Christopher turned away from his pained windowpane reverie, adding, “Well, I can’t say I blame him. This country, this empire, this era—it’s hopeless.” He sank deeper into his corner of the couch with a pout. “And what’s worse: this island! The very thought of it . . . oh, now I’m depressed. This island—this island, Mother! Why? It’s beautiful, yes, but—oh, God. It’s like living in a Thomas Kinkade painting!” The question of the island—why?—was rhetorical. Christopher threw an arm over his forehead as though dying of a fever; he began to mutter to himself in Italian.
“Is that how they teach you to talk about your mother country at RISD?” said Carol. Christopher merely snorted and cried, “I hate all countries, Mother!”

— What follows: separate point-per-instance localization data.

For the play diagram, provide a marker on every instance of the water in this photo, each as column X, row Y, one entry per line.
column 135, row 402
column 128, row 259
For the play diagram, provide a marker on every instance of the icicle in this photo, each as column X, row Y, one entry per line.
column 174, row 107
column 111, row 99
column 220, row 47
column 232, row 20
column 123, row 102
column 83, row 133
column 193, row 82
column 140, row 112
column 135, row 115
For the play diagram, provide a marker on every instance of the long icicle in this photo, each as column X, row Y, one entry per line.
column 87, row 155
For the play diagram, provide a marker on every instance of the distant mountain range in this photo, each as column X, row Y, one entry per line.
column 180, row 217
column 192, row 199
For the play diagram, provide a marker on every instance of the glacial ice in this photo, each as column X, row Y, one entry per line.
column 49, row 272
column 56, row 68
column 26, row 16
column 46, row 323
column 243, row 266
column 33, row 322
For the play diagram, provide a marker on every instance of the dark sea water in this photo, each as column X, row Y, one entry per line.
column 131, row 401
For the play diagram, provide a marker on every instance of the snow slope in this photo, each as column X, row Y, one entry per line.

“Well, okay,” said Bradford, trying, in his drugged muddle, to reason out the mood of the elder Widdicombe. “Maybe he’s a bit bummed out about his vaycay. They go every year, don’t they? He wanted to see his friends and everything, drink wine in the country . . . you know, in the country and everything . . . that’s understandable. I would be sad, too. So sad . . .” For a second, he wondered if he was, in fact, sad. He couldn’t tell, although he was beginning to feel a bit dizzy.
“No, Bradford,” said Carol. “No.” His answer had failed to acknowledge what she felt to be the true gravity of the situation. She looked around the room, afraid her husband
might pop up unannounced. “Not just sad, Bradford—Frank doesn’t know it yet, but he’s clinically depressed.” She was speaking in a hush now, and she was twisting her wedding band. “I did some research, and he shows all of the signs.”
“What signs?” said Michelle.
“Psychomotor agitation.” Carol pronounced these words in triumphant staccato, as though revealing a great discovery to a panel of scientific colleagues. “And he wakes up too early. He’s unpredictable and sad, and it’s affecting all of us.”
Before Bradford or Michelle could protest further, they heard Frank himself descending the stairs. He was whistling a merry, three-note tune somewhat similar to the call of that chickadee.
“I’m not fooled by a little cheerful whistling,” Carol whispered, leaning back into her chair. “Not one bit.”
Frank’s birdsong stopped short as, stepping into the nook, he stubbed his toe against the leg of a tasseled ottoman. “Motherfucker!” he shouted. “God damn it. Ow! I’m tired of these fancy footrests—lying around all over the place! Christ!”
“Frank!” cried Carol. “Please, we have guests. And maybe that will teach you to walk around without house shoes or even slippers, like some feral animal.”
Frank limped into the room, his owlish, salt-and-pepper eyebrows pulled together in anger. He surveyed the present company. “Guests? Michelle works for us. Hardly a day goes by she doesn’t hear me say fuck a hundred times. Bradford did his fair share of swearing on the tennis courts this morning as I was serving his ass to him on a silver salver, and Widdicombe fils over there, he can’t even hear me ’cause he’s staring out the window and dreaming of some old dwarf in Italy.”
Christopher whipped around to glare at his father. “I’d like to hear you say that to Kreshnik’s face!”
“You won’t be bringing that old Albanian around here,” said Mr. Widdicombe. “You’re going to marry a nice American boy.”